Maximum of the Vandermonde determinant / minimum of the logarithmic energy

Write $V(a)$ for the determinant $\prod_{0\leq i<j\leq n-1} |a_i-a_j|$. Selberg's formula tells you that

$$\int_0^1 \cdots \int_0^1 V(a)^{2\beta} \prod_{i=0}^{n-1} da_i= n! \prod_{j=0}^{n-1} \frac{(\Gamma(1+j\beta))^2 \cdot \Gamma((j+1)\beta)} {\Gamma(2+(n+j-1)\beta)\cdot \Gamma(\beta)}=:A(n,\beta)$$

Thus the asymptotics you seek are given by $\lim_{\beta\to\infty} A(n,\beta)^{1/2\beta}$, which can be read from known asymptotics for the Gamma function. I did not try to perform the actual computation.

Remark: The constant $-2b^2$ is the maximum of the logarithmic energy $$\int \log |x-y| \mu(dx) \mu(dy) $$ over all probability measures supported on $[0,1]$. I am sure that this maximizer has been computed somewhere; Maybe it appears in Saff and Totik's book, which I do not have access to at the moment.


Since you know already that the optimal $a_i$ have $2a_i + 1 = x_i = \pm 1$ and the roots of $P'_{n-1}$, the calculation of $V_n$ comes down to the discriminant of $P'_{n-1}$, its leading coefficient, and its values at $\pm 1$, all of which are available in closed form via formulas for Jacobia polynomials (since $P'_{n-1}$ is a multiple of $P^{(1,1)}_{n-2}$). For the asymptotic growth of $\log M_n$, as ofer zeitouni suggests it is enough to find the maximum of the logarithmic energy $\int\!\!\int \log|x-y| \, d\mu(dx) \, d\mu(dy)$ over probability measures supported on $[0,1]$, and it is known that the optimal $\mu$ is the measure $\pi^{-1} dx/\sqrt{x-x^2}$ obtained from the uniform measure $d\theta$ on ${\bf R} / \pi{\bf Z}$ via $x = \cos^2 \theta$. The leading term is $\log M_n \sim -b n^2$ with $b=\log 2$, because the optimal measure on an interval of length $4$ has logarithmic energy zero so the average of the $n \choose 2$ terms for $(0,1)$ approaches $-\log 4$.

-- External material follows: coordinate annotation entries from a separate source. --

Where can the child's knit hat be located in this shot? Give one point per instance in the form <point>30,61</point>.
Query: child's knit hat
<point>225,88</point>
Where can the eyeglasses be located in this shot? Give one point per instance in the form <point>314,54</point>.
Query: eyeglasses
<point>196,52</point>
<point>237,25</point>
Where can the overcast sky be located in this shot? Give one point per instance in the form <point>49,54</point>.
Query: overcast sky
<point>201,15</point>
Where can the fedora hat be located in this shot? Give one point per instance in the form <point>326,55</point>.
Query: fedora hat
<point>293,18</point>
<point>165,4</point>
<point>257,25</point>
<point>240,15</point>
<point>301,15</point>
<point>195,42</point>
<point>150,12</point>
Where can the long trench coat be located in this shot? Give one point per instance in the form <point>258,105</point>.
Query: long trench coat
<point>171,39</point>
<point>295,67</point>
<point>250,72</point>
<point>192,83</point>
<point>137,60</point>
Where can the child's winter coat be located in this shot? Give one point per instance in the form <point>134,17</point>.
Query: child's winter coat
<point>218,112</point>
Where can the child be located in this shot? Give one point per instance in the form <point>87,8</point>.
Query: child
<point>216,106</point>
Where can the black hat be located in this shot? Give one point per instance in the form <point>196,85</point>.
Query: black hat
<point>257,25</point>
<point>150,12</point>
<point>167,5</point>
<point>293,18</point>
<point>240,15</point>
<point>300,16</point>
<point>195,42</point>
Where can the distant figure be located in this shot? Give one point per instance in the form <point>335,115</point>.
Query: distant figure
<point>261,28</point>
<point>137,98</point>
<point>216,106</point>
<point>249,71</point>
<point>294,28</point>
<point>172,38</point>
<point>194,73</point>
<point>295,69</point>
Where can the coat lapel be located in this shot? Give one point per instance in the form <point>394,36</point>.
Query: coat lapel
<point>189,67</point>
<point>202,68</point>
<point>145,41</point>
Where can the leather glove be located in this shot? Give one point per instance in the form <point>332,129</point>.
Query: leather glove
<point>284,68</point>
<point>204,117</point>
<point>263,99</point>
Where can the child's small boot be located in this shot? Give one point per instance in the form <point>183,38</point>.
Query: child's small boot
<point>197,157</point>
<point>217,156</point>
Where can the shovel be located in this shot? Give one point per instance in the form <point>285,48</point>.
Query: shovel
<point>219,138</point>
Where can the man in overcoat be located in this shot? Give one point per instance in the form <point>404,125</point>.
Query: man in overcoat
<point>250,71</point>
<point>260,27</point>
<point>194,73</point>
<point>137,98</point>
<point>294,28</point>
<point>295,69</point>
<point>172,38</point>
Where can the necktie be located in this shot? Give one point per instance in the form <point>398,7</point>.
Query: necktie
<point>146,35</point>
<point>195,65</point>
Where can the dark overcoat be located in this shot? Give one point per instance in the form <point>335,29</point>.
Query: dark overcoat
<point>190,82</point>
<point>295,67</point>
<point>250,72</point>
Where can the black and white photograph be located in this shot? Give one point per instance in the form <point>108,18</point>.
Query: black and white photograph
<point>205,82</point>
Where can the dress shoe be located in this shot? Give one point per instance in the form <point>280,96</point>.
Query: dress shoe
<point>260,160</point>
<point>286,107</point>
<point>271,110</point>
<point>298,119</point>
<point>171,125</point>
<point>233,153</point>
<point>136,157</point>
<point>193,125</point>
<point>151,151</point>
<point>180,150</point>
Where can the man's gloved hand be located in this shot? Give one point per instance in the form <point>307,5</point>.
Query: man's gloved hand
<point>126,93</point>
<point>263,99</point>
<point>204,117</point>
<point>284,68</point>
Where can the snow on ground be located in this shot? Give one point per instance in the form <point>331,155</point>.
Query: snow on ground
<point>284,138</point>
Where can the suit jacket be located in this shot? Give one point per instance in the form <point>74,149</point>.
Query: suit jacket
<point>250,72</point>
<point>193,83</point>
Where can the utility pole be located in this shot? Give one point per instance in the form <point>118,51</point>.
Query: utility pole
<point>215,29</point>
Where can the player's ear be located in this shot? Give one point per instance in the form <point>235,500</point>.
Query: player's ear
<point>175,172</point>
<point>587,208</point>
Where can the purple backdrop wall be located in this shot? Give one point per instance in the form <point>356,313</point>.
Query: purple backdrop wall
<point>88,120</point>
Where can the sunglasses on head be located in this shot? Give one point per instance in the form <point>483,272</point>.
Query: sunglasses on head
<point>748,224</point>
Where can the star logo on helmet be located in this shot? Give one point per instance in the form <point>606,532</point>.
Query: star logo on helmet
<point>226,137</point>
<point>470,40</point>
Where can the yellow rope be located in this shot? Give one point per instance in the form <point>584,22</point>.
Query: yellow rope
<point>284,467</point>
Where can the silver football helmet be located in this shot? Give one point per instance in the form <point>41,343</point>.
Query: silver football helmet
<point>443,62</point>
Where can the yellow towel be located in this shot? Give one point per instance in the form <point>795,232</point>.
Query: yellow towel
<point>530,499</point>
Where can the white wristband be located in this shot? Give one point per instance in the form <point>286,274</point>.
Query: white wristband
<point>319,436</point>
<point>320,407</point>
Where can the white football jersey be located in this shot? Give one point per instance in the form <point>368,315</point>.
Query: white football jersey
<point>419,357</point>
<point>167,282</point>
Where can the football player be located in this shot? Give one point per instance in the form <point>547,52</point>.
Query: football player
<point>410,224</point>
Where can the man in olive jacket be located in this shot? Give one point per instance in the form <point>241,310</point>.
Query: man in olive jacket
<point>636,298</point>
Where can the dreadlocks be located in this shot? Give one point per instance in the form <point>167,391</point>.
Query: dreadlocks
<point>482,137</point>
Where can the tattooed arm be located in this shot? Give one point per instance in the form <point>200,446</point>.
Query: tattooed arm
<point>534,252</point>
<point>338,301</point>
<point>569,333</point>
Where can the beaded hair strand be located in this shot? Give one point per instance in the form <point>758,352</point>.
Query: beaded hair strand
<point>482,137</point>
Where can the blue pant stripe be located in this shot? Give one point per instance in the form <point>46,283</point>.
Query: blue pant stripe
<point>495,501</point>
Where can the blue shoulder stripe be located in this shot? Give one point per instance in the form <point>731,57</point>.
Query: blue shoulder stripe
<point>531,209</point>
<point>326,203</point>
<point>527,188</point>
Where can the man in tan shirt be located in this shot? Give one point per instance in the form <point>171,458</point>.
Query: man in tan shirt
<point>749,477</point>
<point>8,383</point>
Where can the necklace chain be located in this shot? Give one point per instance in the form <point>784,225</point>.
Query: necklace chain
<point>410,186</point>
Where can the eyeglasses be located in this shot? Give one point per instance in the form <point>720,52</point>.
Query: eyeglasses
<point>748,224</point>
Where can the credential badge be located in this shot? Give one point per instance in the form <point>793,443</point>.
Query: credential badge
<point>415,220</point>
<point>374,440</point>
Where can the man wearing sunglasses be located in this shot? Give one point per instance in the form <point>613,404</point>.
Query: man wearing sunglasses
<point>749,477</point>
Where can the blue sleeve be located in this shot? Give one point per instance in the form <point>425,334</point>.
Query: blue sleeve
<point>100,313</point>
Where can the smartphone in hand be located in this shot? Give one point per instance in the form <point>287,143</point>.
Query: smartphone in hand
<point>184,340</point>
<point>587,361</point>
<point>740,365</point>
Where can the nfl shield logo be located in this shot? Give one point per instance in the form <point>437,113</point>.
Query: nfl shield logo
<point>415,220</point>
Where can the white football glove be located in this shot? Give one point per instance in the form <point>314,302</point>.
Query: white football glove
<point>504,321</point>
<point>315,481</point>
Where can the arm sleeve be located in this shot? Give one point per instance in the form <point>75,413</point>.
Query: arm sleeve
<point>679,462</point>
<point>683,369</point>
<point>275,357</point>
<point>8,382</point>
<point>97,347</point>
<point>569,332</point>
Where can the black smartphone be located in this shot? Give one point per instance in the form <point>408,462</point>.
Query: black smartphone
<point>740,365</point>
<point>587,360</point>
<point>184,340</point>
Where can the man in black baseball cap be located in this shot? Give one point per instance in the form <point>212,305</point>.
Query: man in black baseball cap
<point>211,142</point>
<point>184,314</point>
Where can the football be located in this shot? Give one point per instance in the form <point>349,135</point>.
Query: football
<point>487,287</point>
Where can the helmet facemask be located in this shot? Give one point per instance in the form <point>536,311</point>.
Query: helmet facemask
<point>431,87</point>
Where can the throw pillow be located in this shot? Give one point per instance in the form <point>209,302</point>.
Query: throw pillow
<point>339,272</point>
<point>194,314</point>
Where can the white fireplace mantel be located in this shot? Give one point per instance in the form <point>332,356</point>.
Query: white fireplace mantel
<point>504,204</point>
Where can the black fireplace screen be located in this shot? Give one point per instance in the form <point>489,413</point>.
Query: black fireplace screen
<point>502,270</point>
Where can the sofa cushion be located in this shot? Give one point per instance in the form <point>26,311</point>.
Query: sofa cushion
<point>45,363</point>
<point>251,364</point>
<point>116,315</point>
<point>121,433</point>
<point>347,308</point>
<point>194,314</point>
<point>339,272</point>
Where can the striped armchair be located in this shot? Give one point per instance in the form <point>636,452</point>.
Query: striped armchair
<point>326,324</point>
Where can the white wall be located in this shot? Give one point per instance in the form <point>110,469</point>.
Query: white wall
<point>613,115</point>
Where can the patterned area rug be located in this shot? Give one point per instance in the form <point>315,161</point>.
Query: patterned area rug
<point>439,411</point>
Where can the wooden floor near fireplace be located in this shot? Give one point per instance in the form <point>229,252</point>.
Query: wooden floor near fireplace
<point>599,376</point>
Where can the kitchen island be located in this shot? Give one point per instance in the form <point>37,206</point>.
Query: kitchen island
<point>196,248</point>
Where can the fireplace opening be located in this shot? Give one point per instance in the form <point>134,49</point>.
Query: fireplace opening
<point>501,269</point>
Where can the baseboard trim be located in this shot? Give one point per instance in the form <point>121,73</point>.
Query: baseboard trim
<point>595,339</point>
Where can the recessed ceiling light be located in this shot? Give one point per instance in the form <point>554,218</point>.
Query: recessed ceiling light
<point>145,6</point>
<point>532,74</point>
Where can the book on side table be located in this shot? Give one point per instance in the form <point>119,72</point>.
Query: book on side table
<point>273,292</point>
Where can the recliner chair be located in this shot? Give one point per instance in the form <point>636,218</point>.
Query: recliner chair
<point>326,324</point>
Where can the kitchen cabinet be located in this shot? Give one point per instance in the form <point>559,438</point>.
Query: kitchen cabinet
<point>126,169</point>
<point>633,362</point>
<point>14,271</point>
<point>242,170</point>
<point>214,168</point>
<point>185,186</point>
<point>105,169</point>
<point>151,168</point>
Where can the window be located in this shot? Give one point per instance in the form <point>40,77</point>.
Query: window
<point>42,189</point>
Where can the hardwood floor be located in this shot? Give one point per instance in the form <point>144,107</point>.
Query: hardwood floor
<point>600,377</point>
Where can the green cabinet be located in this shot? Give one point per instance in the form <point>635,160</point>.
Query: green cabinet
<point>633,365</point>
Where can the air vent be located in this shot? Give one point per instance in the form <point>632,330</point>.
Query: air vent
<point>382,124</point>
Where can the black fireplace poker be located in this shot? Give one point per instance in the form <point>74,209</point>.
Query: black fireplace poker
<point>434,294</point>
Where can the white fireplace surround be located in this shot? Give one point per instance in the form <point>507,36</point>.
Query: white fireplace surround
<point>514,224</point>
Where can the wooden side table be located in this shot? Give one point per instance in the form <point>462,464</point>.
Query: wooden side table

I am amazed that nobody noticed that Iosif asks for the calculation of the transfinite diameter of the interval $[0,1]$. This notion applies to arbitrary compact domains $K$ in ${\mathbb R}^n$ : $$d(K)=\lim_{k\rightarrow+\infty}\sup_{x_1,\ldots,x_k\in K}\left(\prod_{\alpha<\beta}|x_\alpha-x_\beta|\right)^{2/k(k-1)}.$$ In the particular case where $K\subset{\mathbb C}$ is simply connected, then the inverse of $d(K)$ is the conformal radius of ${\mathbb C}\setminus K$.